At his urging, Elizabeth took a cab back to Strivers’ Row with the things he’d saved from the fire. Carney told Rusty he had to split downtown to deal with the insurance company—could he stick around in case something came up?

He turned the pay phone on 125th and Broadway into his temporary office. Had they hit Pepper, too? He lived over that funeral home. There was no answer at Pepper’s, but the funeral home picked up after the operator put him through, which meant it was not a pile of ash. Carney tried Donegal’s. Buford was on tonight, thank God. Pepper had run out, Buford said, but if you called, you were supposed to come uptown. “I don’t know—sounds heavy,” he said. It was worrisome that the bartender had departed from his standard indifference.

The walk uptown was a numb march. Every few blocks he slumped to the benches of the Broadway median, exhausted. He wanted to run back to the store, knock past the barricade and into the showroom. His office. What if the buildings are beyond saving? The fire inspector will deliver his report. Pepper was right. He’d come to think of himself as impervious. The apartment on 127th Street, the madness of Harlem, the white world and its quick, mean hands—he’d had to grow a concrete skin for a concrete city. Not concrete, something harder, like schist. But the fires had been drawing near. Every siren since the city started falling to pieces had been a countdown to the siren that was coming for him. Maybe the fires had been coming since his father first struck a match and threw it into a pool of kerosene on some unlucky tenement floor. It catches up with you.

Instead of going inside when he got to Donegal’s, he split for a bench to collect himself. The fire at the store leeched his energy. Some asshole kept honking. Carney turned to curse at the guy and saw Pepper in the Buick.

“Tough break,” Pepper said when Carney slid into the passenger seat. He’d been buying insoles for his tennis shoes and the drugstore clerks were talking about a fire down the street. “I got a feeling.”

Carney didn’t speak.

“Tough break,” Pepper said again, clearing his throat. Gruff sympathy.

Carney’s mind went somewhere.

Pepper said, “You’re in shock.”

“Yeah.”

He told him that Reece had called the bar. Reece wanted to meet. Both of them. “He said next time, it won’t be your store.”

Carney made his hands into fists on his lap. “How’d they put me with you?”

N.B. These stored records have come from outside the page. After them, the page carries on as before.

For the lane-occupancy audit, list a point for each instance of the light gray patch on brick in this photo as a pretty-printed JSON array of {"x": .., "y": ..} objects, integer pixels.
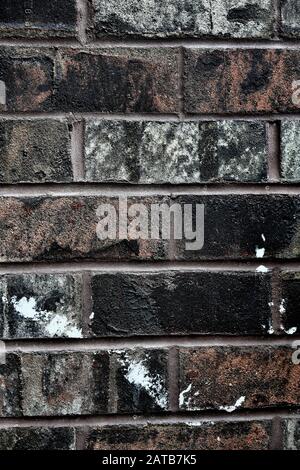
[
  {"x": 290, "y": 151},
  {"x": 194, "y": 18}
]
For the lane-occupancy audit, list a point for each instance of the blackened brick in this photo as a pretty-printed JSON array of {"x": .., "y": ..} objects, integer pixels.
[
  {"x": 180, "y": 303},
  {"x": 290, "y": 18},
  {"x": 169, "y": 152},
  {"x": 41, "y": 306},
  {"x": 240, "y": 81},
  {"x": 289, "y": 308},
  {"x": 291, "y": 434},
  {"x": 250, "y": 435},
  {"x": 232, "y": 378},
  {"x": 32, "y": 438},
  {"x": 118, "y": 80},
  {"x": 37, "y": 18},
  {"x": 191, "y": 18},
  {"x": 290, "y": 151},
  {"x": 35, "y": 151},
  {"x": 65, "y": 383},
  {"x": 141, "y": 381},
  {"x": 26, "y": 79}
]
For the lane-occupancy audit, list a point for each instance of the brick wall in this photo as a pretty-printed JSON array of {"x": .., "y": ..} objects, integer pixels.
[{"x": 136, "y": 343}]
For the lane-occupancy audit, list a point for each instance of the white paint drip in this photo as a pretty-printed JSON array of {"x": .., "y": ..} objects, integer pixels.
[
  {"x": 139, "y": 375},
  {"x": 262, "y": 269},
  {"x": 232, "y": 408},
  {"x": 2, "y": 92},
  {"x": 260, "y": 252}
]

“All types of hustlers and losers in there,” Pepper said. Meaning Donegal’s. “Reece asks after me, I’ve been getting messages at the bar. Anybody hangs out there, they know we associate.”

And when Oakes hears Carney’s name, he knows it’s no coincidence.

“He wants what I took from the safe, and he wants us to bring it to that club of yours.”

“What?”

Pepper shrugged. “Tonight after hours.” The old crook started up the Buick. He had an idea to check in on their guest at the biscuit company, see if he had any insight as to what they were walking into. “You bring him food?”

“Who?”

“The guy.”

“Before or after my store burned down?”